I want to blog again. I still want to write, even if I am going to be a nurse. I think about it and miss it but was having problems accessing this blog due to having a--unbeknownst to me--compromised account, . But I also did nothing about not having access to that blog because I thought I should give up my dream of writing now that I am going to be a nurse. I was sad about that. I've been writing since I was a kid and it has always been the one thing I've felt sure about but I couldn't do it because my hands hurt when I type and my ego hurts as I worry about not being good enough. Instead, I tucked it away and studied science and got married and took care of our dog and read some good books and read a
few wedding blogs.
I want to blog and podcast. It's something I have to do because I'm always thinking about it. I want to do something about midwifery, becoming a midwife, and sex and babies and veganism. But I am still formulating how to weave that all together in a cohesive enough way to make it a good blog.

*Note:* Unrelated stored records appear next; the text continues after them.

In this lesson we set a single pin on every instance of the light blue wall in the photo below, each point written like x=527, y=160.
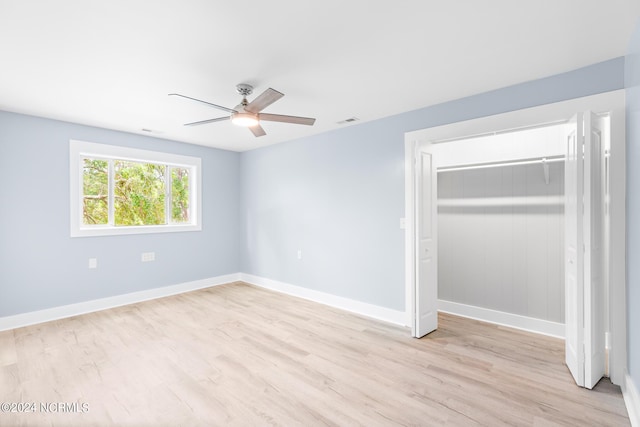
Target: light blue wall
x=339, y=196
x=632, y=74
x=42, y=267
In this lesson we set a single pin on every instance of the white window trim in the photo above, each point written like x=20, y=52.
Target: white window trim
x=80, y=149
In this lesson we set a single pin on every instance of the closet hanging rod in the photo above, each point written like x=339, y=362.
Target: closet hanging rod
x=543, y=160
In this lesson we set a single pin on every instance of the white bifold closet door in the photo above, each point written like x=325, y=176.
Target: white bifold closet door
x=584, y=228
x=426, y=243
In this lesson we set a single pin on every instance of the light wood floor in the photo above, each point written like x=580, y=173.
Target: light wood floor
x=240, y=355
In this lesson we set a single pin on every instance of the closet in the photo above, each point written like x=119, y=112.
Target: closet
x=501, y=225
x=510, y=219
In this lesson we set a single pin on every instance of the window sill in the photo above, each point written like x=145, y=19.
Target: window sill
x=126, y=230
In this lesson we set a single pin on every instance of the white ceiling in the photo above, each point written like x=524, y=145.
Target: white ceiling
x=112, y=63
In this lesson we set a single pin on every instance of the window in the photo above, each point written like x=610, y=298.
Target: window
x=119, y=190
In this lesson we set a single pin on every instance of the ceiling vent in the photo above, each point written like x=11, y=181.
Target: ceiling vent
x=349, y=120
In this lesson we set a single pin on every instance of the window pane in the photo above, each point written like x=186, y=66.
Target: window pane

In the meantime, I'm back to Mutual Menu. And I'm working on a vegan guide to Philly that will eventually be posted on a most excellent blog that I've recently discovered and has definitely reinspired me,
Bonzai Aphrodite. There are so many
new delicious vegan places popping up in Philly that I need to eat at and need to leave a record of them here. At the very least, I owe this blog a "How To Have a Vegan Wedding," post.
So, I'm back. If there's anything this year of non-blogging has taught me, it's that the things that are scary are the things I need to do most. And they are actually not as scary as I imagine them to be.